É adequado trazer aqui à lume, que esses grupos amam usar termos em inglês, temos advindos da oralidade do idioma original como japonês e ou coreano, assim como tailandês etc. No caso, skin-ship é inglês...


Ao final um artigo aproximado ao científico, pelo menos na forma (kkk), do tipo qualitativo, muito experimental, configurando talvez o que podemos dizer ser um "paper", ou seja, um artigo-resumo.

RESULTADOS E DISCUSSÃO 
O termo SKIN-SHIP envolve palavras como pele/ corpo (skin) e tocar/ relacionar (ship vem de relationship = relacionamento)

No começo (e ainda hoje) o termo se relacionava apenas ao contato íntimo mãe e bebê. Logo, o termo não teria uma conotação sexual, numa dimensão consciente, como se tem hoje, pelo menos entre alguns fãs brasileiros e espanhóis - como pude constatar. Falava-se de um contato íntimo e não-sexual, algo do amor platônico, podendo envolver pessoas (ídolos ou pessoas comuns), do mesmo sexo (masculino-masculino, preferencialmente) ou sexos diferentes um do outro, masculino-feminino, ou feminino-feminino (menos comum). 

Pode envolver banho entre duas pessoas do mesmo sexo, pois há uma tendência em considerar que a nudez é algo que aproxima os amigos sinceros, provoca que os caras acabem com possíveis anteparos de um bom relacionamento de amizade empática. No banho, geralmente em dupla, os amigos podem se sentir mais libertos de estigmas e medos do outro, perdem pavores social e historicamente construídos, como um "comer o outro" (fazer sexo) etc.
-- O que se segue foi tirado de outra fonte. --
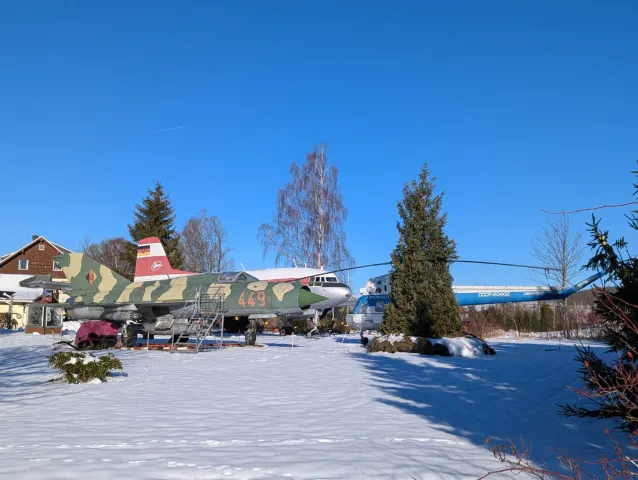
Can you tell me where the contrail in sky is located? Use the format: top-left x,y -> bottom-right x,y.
160,125 -> 190,132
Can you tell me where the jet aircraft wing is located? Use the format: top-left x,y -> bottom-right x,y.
19,275 -> 73,290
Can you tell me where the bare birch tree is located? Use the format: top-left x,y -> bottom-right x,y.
180,209 -> 234,273
81,237 -> 135,280
257,144 -> 354,281
532,214 -> 585,288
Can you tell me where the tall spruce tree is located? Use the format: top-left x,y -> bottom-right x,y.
128,182 -> 184,269
381,163 -> 461,338
561,166 -> 638,431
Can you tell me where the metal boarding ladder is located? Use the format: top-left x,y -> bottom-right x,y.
171,287 -> 226,353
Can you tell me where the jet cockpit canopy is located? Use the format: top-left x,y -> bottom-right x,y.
217,272 -> 259,283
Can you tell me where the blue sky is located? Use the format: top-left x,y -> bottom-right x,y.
0,0 -> 638,289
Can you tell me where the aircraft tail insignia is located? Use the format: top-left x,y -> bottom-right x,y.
135,237 -> 197,282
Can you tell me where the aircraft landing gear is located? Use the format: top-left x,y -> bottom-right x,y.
122,325 -> 137,348
279,325 -> 292,337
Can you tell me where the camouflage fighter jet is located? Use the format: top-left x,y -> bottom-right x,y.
55,253 -> 326,344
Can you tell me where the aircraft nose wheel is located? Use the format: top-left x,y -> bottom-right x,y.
122,325 -> 137,348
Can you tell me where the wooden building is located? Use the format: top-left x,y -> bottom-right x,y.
0,235 -> 71,333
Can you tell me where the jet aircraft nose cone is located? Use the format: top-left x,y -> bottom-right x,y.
299,290 -> 328,310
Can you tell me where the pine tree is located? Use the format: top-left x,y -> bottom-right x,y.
561,165 -> 638,431
381,163 -> 461,338
128,182 -> 184,269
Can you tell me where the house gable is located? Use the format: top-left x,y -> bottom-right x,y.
0,236 -> 69,280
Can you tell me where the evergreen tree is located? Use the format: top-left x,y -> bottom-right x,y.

Outra coisa que dizem ser bem comum, mas não generalizada, é de rapaz sentar no colo (pernas) do outro, e às vezes, trocar carícias, conversar baixinho um com o outro: "isso é comum numa escola de Seul onde fiz pós-doutorado", disse-me um fã de ídolos sul-coreanos, mas um pouco mais maduro, e sendo espanhol, ele diz que presenciou e se sentiu, no começo, incomodado com skinship entre pessoas comuns do cotidiano, mas depois "eu relaxei e passei a respeitar, apenas isso... Eram rapazes mais jovens, no começo da faculdade e eu já mais velhinho (risos) no pós-doutorado"... Esse mesmo deponente, contou que tais condutas ele percebeu também em ambientes de trabalho formal, nos horários de descanso (almoço, cafezinho): "aí o skinship é quase formal, até mesmo nos gestos de tocar, nos ato de mostrar alguma intimidade, um olhar de cumplicidade, piscadelas de olhos, e mesmo sentar no colo, ou insinuação de 'strep-tease' - falo de insinuação e é minha percepção, achava que saia muito formal, quase que uma obrigação para animar o trabalho, relaxar"... Mas o trabalho é um ambiente rígido como na maioria dos países, mas "ainda assim eu cheguei a ver uma ou duas vezes o skinship acontecer". 

Assim, o termo skin-ship envolve não apenas ídolos, mas seria uma conduta comum entres simples mortais, tendo mulheres como olheiras preferenciais, mas não só. 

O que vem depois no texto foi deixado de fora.